Several of the report's other recommendations such as disease
prevention are already being fulfilled by various private sector
players. The web pages of
Dr Andrew Weil,
Dr Joseph Mercola
and Dr Julian
Whitaker provide useful advice in this area. They also expose
hoaxes such as the bird flu epidemic. There are several excellent
books on the shelves of most neighbourhood bookstores that cover
subjects such as home remedies, disease prevention and health care.
Individual people can take responsibility for their own health if
they so choose.
A libertarian approach to dealing with mediocrity and the lack of innovation would begin by
examining how state action may ultimately promote mediocrity while
stifling innovation. The state school system disregards the unique
individuality of each child and expects all children to learn the
same subjects at the same rate. It is only in the homeschooling
environment and in a handful of private schools that students may
experience learner-paced instruction. The joy of learning is all but
absent in the majority of state run schools.
Canadian education
borrows heavily from precedents in the United States.
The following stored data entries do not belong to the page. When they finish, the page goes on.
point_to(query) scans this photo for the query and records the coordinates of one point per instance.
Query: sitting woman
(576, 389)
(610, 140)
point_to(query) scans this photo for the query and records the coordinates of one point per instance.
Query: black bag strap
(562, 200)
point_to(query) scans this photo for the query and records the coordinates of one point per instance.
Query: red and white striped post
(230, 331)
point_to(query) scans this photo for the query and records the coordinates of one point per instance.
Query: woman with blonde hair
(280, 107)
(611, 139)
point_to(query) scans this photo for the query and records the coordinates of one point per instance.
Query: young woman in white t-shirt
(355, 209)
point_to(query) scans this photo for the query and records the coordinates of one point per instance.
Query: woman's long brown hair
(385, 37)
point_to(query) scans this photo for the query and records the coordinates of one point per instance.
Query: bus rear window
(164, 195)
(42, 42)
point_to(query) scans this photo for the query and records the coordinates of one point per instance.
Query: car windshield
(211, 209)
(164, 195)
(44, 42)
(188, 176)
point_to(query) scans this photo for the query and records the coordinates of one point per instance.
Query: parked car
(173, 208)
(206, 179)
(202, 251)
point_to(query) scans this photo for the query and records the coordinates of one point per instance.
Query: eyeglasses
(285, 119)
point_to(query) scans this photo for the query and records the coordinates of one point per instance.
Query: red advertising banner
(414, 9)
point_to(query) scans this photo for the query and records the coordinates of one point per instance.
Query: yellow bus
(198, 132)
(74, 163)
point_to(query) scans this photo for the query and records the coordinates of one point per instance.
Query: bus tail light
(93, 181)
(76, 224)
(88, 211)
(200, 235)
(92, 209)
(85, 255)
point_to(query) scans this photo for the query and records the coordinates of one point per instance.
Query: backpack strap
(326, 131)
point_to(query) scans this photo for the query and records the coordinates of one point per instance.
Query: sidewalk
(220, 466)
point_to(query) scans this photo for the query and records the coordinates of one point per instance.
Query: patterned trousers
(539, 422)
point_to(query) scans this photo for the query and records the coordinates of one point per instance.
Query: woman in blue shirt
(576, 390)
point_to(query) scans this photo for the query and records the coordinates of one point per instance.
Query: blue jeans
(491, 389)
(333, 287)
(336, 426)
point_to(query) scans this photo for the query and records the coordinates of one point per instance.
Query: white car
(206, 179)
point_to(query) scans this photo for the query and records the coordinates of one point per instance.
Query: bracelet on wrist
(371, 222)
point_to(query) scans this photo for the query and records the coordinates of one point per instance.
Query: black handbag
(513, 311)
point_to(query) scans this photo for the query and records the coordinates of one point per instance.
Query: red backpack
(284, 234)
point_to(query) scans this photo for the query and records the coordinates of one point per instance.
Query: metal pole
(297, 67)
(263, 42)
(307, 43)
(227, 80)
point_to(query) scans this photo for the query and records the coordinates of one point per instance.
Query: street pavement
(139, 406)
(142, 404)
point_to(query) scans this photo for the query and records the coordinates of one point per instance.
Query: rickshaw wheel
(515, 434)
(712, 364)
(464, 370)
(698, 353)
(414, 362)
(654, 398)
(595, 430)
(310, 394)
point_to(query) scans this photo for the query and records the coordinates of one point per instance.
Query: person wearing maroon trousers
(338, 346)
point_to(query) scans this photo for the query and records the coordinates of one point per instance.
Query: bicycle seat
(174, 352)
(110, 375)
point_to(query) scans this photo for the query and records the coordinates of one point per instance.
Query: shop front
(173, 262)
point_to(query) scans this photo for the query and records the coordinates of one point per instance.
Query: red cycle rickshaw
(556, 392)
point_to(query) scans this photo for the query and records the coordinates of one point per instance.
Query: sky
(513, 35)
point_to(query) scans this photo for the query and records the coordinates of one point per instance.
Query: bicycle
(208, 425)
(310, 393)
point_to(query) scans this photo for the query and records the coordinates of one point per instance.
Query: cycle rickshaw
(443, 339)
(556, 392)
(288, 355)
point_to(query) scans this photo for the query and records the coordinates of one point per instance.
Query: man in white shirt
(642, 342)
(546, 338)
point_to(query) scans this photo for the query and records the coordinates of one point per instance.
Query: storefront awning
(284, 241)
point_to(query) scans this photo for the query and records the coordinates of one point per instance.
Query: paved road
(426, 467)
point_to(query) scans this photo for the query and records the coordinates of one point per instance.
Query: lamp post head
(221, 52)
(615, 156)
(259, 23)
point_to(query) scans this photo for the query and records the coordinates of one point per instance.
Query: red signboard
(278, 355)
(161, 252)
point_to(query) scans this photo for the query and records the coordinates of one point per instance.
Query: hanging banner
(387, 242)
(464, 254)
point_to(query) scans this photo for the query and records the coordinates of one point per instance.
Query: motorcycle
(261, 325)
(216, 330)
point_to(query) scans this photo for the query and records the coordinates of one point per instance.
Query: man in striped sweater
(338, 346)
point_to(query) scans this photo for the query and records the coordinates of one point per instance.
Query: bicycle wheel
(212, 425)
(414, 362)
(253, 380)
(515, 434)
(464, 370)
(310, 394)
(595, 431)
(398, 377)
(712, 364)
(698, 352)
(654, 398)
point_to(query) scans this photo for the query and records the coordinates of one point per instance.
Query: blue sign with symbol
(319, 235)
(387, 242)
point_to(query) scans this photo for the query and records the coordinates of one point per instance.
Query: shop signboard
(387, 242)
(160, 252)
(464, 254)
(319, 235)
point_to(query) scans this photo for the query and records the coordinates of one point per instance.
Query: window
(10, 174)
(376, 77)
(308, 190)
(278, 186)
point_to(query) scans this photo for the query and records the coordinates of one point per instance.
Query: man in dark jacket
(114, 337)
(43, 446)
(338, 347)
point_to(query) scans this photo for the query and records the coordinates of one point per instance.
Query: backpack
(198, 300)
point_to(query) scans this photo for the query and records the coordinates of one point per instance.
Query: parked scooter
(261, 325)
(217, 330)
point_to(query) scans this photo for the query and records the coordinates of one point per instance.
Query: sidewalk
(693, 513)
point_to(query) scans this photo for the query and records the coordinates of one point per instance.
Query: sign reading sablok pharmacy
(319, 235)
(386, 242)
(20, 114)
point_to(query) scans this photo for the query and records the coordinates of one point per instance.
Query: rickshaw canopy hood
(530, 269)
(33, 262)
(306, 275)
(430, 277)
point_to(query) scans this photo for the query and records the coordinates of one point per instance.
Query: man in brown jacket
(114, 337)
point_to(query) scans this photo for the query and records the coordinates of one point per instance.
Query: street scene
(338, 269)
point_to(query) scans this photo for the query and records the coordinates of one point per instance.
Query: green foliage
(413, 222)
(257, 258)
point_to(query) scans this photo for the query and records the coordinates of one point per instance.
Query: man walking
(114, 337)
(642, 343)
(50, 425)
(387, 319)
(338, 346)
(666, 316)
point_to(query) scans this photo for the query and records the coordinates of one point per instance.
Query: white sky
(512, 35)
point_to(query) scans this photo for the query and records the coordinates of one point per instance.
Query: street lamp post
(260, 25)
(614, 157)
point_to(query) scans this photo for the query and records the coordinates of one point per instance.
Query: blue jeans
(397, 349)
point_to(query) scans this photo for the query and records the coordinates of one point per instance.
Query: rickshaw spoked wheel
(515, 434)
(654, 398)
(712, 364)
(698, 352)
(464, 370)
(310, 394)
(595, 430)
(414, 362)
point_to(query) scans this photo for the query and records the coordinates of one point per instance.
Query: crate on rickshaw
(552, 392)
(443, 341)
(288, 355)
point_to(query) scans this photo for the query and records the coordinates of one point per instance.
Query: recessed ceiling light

A onetime
award winning teacher and former president of a teacher union named
John
Taylor Gatto has published an online critique of public
education in America and other nations. The emphasis in state
schools is on conformity in behaviour and in the pace of learning.
In his classic book entitled A Mind at a Time pediatrics
professor Dr Mel Levine wrote that the structure of each child's
brain was as unique as the DNA and fingerprints. He further advised
that each child's brain also processed information in its own unique
and distinctive way.
The writings of Taylor
and Levine suggest that the foundations of innovation, achievement
and excellence may best be nurtured in a learner-paced environment
where children routinely experience the joys of learning and of
discovery. Such an environment usually exists outside of the state
school system and may be the reason behind the worldwide growth in
private schooling and homeschooling. The innovators of history were
almost consistently people who learned their innovation outside of
the formal school system. Thomas Edison who invented the
incandescent light bulb learned about electricity hands on while
working as a telegraph operator.
There are many other
examples of innovators, inventors and entrepreneurs who had minimal
formal schooling and whose achievements were noteworthy. Henry Ford
developed a mass production line for automobiles. Booker T.
Washington was a former slave who is alleged to have taught himself
how to read and who founded the Tuskegee Institute. The world's
foremost modern innovator whose software runs most computer systems
stepped out of university studies to pursue other interests.